Como para deleitarse con su triunfo, Katya celebra la situación acariciando la parte interior de mis muslos con la fusta y, seguidamente, procede a infringir una sesión especial de castigo a mi entrepierna ahora, por fin, totalmente expuesta. El golpeteo va de menos a más, incrementándose poco a poco de forma continua, y alargándose en el tiempo de forma difícil de calcular. Yo alzo mi pubis inconscientemente, y aun en ese momento de turbación tengo la lucidez de reparar en que no tengo claro si mi gesto responde a una forma de protesta o si se trata de una actitud de reclamo, pues soy plenamente consciente de que estoy excitada como una perra en celo.

Del mismo modo que incrementó la intensidad de los golpes, sin previo aviso empiezan a suavizarse, hasta que se convierten en un suave masajeo de mis labios vaginales. Puedo sentir como la fusta desliza con suma facilidad por su superficie en su movimiento circular, y presumo se debe a que mi cuerpo ha respondido segregando con generosidad abundantes flujos vaginales.

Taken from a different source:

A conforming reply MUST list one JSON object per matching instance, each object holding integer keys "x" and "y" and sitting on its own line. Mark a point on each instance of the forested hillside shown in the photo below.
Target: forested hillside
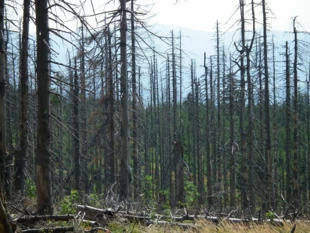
{"x": 123, "y": 115}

A la fusta la substituyen los dedos de Katya, que, de inmediato, confirma con sorna mis suposiciones.

—Cariño, esto está empapadísimo —dice con crueldad—. Casi me parece que no voy a necesitar utilizar lubricante. —Y siento como su cuerpo se cierne sobre mí para besarme en la boca.

Abro los ojos por fin y respondo a su beso en silencio.